El ayuno intermitente es seguro para la mayoría de las personas, aunque, sobre todo al principio, pueden observarse algunos efectos secundarios. Estos efectos no deseados tienen a remitir a medida que el cuerpo se acostumbra.

Hambre: Es una de las quejas más frecuentes entre las personas que practican el ayuno intermitente. Con el tiempo, muchas personas informan que esta sensación disminuye a medida que el cuerpo se acostumbra al nuevo régimen.

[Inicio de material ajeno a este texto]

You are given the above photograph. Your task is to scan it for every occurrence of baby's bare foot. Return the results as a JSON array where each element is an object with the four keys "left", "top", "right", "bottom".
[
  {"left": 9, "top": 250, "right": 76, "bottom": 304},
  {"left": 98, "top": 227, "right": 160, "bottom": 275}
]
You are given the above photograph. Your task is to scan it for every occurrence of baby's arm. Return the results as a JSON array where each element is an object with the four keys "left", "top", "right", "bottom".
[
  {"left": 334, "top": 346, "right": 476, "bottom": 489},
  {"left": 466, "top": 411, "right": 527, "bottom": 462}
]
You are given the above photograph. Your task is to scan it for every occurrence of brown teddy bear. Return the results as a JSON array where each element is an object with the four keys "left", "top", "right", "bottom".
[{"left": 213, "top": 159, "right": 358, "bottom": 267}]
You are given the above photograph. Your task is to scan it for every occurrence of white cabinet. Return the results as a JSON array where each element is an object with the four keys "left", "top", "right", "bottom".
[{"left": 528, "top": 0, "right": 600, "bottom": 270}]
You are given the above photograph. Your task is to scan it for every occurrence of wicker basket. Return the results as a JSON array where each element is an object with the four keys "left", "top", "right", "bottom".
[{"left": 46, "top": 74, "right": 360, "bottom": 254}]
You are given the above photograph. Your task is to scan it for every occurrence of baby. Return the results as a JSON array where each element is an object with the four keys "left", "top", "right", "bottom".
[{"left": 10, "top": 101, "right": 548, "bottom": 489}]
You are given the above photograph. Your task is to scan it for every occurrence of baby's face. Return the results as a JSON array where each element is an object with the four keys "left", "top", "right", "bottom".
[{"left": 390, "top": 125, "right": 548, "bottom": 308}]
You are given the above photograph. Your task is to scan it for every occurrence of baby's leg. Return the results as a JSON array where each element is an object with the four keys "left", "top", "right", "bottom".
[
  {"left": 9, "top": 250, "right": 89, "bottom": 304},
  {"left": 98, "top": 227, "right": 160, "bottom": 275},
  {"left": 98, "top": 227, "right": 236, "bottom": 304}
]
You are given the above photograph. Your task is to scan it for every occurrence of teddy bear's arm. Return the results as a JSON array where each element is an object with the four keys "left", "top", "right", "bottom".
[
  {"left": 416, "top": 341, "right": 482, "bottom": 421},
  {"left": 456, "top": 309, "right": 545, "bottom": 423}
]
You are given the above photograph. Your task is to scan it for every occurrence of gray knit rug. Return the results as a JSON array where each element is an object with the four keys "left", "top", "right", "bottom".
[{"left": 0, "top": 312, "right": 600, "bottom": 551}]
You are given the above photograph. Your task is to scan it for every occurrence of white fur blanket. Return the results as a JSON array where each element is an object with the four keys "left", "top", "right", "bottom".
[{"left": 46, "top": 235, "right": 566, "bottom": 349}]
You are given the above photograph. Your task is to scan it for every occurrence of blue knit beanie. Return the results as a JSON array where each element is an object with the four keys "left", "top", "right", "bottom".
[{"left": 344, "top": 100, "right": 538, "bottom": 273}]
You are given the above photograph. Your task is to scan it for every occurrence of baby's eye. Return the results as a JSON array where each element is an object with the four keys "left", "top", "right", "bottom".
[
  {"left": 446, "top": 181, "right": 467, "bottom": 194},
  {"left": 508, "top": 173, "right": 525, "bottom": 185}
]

Fatiga: Especialmente al principio, es posible que experimentes fatiga o una disminución en los niveles de energía.

Irritabilidad: Algunas personas pueden sentirse irritables o tener cambios de humor durante los períodos de ayuno.

Dificultad para concentrarse: Durante los períodos de ayuno, algunos informan una disminución en la capacidad de concentración o claridad mental, aunque otros experimentan el efecto contrario.

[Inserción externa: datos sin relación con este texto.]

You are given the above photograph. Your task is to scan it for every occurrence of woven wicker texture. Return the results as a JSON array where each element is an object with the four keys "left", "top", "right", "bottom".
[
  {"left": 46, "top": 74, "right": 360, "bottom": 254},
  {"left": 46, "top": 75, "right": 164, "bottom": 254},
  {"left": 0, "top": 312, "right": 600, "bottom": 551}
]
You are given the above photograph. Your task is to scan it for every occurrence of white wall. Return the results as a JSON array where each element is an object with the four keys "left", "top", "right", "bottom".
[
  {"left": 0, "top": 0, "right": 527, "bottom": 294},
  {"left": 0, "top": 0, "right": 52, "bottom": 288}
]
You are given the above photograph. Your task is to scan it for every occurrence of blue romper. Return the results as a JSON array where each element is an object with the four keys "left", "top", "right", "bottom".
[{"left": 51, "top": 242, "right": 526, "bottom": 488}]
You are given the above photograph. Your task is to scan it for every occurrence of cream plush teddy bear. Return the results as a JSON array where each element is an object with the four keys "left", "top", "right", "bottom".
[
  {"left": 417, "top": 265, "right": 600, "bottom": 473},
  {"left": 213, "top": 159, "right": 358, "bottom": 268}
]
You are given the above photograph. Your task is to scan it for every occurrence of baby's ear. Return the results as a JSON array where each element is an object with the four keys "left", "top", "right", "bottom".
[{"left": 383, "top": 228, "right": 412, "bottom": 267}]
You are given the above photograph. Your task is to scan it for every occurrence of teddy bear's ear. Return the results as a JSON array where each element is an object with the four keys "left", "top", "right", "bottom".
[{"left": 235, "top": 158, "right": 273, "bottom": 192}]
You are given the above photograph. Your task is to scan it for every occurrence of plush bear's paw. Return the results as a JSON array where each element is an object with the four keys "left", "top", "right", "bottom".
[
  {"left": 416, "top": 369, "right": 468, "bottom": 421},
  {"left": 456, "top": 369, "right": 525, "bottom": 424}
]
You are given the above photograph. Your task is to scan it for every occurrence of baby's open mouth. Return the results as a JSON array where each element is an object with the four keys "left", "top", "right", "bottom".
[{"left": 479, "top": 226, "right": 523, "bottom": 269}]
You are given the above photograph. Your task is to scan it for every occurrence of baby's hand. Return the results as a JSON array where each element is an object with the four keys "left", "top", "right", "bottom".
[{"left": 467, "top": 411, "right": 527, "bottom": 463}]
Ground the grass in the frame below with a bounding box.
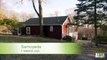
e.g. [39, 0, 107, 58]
[0, 35, 63, 43]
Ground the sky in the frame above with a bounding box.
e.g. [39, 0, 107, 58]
[3, 0, 78, 17]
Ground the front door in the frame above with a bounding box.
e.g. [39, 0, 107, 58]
[26, 27, 31, 35]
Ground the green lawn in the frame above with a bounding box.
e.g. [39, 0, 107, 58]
[0, 35, 64, 43]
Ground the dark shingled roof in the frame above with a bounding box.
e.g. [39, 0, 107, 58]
[25, 16, 67, 26]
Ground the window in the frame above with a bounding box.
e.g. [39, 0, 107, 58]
[26, 27, 30, 34]
[50, 26, 53, 32]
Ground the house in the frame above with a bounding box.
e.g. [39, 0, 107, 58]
[0, 25, 11, 34]
[18, 16, 74, 39]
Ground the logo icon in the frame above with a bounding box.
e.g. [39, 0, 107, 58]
[95, 53, 105, 58]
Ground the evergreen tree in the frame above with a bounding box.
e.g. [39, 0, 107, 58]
[74, 0, 107, 46]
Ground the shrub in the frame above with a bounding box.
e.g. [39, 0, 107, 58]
[97, 35, 107, 43]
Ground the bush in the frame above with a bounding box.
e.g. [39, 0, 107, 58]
[97, 35, 107, 43]
[63, 35, 72, 42]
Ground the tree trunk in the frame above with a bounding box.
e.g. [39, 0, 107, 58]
[94, 0, 98, 46]
[32, 0, 43, 36]
[38, 0, 43, 36]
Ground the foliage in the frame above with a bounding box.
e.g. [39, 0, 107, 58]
[74, 0, 107, 27]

Insomnio: Algunas personas pueden tener dificultades para dormir, especialmente si consumen cafeína o otros estimulantes para contrarrestar el hambre o la fatiga.

Dolores de cabeza: Algunas personas informan dolores de cabeza, especialmente al inicio del ayuno intermitente.

Estreñimiento: Al consumir alimentos con menos frecuencia, puede haber una reducción en la frecuencia de las evacuaciones intestinales.

Mareo o sensación de debilidad: Puede ser causado por una disminución en la ingesta calórica o desequilibrios electrolíticos.